Seems to have a decent amount of knowledge in this domain in education and professional work. Author is from MIT so maybe professors had a lot of influence here.
also, gcc is relatively old and comes with a lot of baggage. LLVM is sort of the defacto standard now with improvements in performance
> LLVM is sort of the defacto standard now...
Distributions, and therefore virtually all the software used by a distribution user, still generally use gcc. LLVM is only the de facto standard when doing something new, and for JIT.
as someone who uses both Clang and GCC to cover eachothers weaknesses, as far as I can tell both LLVM and GCC are hopelessly beastly codebases in terms of raw size and their complexity. I think that's just what happens when people desire to build an "everything compiler".

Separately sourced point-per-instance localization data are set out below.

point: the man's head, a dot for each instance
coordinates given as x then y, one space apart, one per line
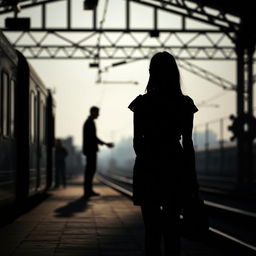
94 112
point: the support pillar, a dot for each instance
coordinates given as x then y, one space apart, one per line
245 51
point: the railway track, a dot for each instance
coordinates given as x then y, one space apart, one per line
229 225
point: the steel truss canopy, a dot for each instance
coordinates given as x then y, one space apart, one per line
203 30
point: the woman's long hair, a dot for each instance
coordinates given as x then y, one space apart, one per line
164 75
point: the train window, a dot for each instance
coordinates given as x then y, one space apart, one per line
1 101
32 117
36 117
41 122
12 107
5 101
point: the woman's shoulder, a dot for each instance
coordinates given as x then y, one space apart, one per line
188 104
138 102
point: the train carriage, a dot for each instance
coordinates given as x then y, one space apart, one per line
8 78
27 128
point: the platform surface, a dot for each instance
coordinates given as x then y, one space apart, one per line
66 225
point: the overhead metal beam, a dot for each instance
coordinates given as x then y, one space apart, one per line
122 46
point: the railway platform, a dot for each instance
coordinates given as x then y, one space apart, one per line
66 225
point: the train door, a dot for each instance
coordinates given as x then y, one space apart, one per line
42 150
33 145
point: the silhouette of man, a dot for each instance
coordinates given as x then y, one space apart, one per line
90 148
60 164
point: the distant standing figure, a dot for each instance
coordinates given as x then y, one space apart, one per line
90 148
164 171
60 163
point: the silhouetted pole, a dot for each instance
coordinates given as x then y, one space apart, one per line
245 122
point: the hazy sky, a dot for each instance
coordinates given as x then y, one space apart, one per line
76 90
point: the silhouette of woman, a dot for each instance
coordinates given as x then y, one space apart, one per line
164 170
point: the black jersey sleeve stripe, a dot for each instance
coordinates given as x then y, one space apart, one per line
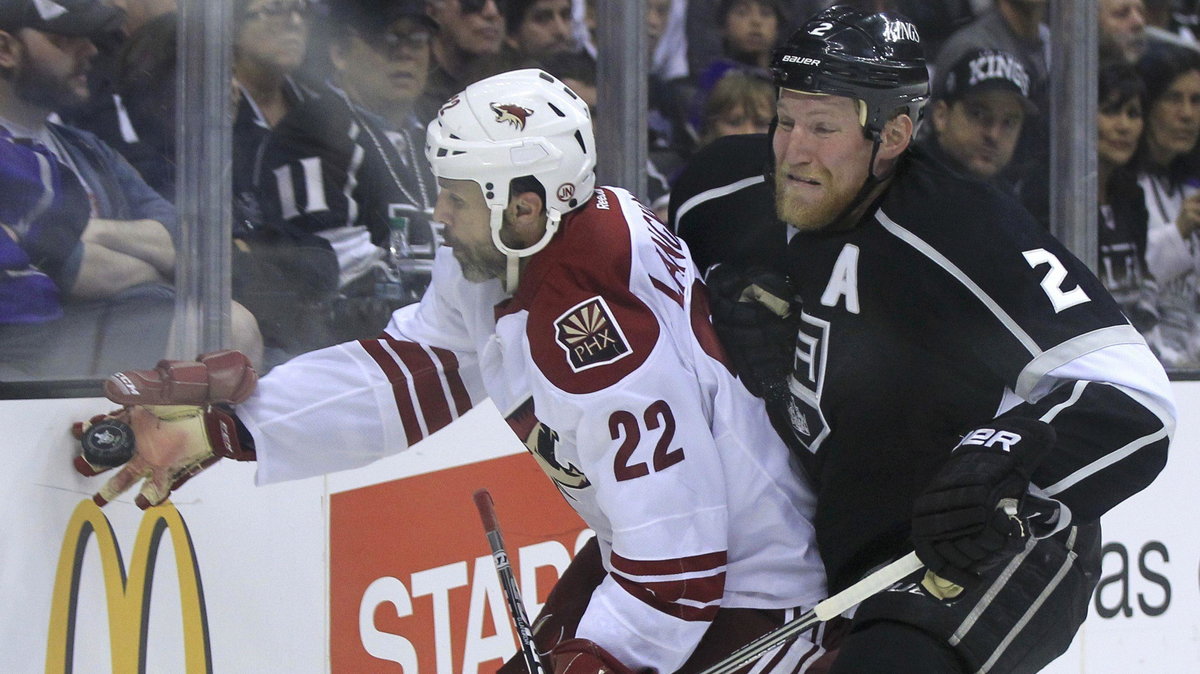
715 193
1110 445
941 260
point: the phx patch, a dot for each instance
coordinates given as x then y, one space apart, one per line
591 336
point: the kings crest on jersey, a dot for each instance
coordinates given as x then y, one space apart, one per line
886 305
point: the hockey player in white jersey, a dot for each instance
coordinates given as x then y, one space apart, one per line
583 319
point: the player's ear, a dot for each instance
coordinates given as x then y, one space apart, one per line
895 137
939 112
527 215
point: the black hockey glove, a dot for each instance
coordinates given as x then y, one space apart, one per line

From what I gathered, LLVM has a lot of C++ specific design choices in its IR language anyway. I think I'd count that as baggage.
I personally don't think one is better than the other. Sometimes clang produces faster code, sometimes gcc. I haven't really dealt with compiler bugs from either. They compile my projects at the same speed. Clang is better at certain analyses, gcc better at certain others.
Clang used to compile much faster than GCC. I was excited. Now there is barely any difference, so I keep using GCC and occasionally some Clang-based tools such as iwyu, ClangBuildAnalyzer or sanitizer options (rare, Valgrind is easier and more powerful though sanitizers also have unique features).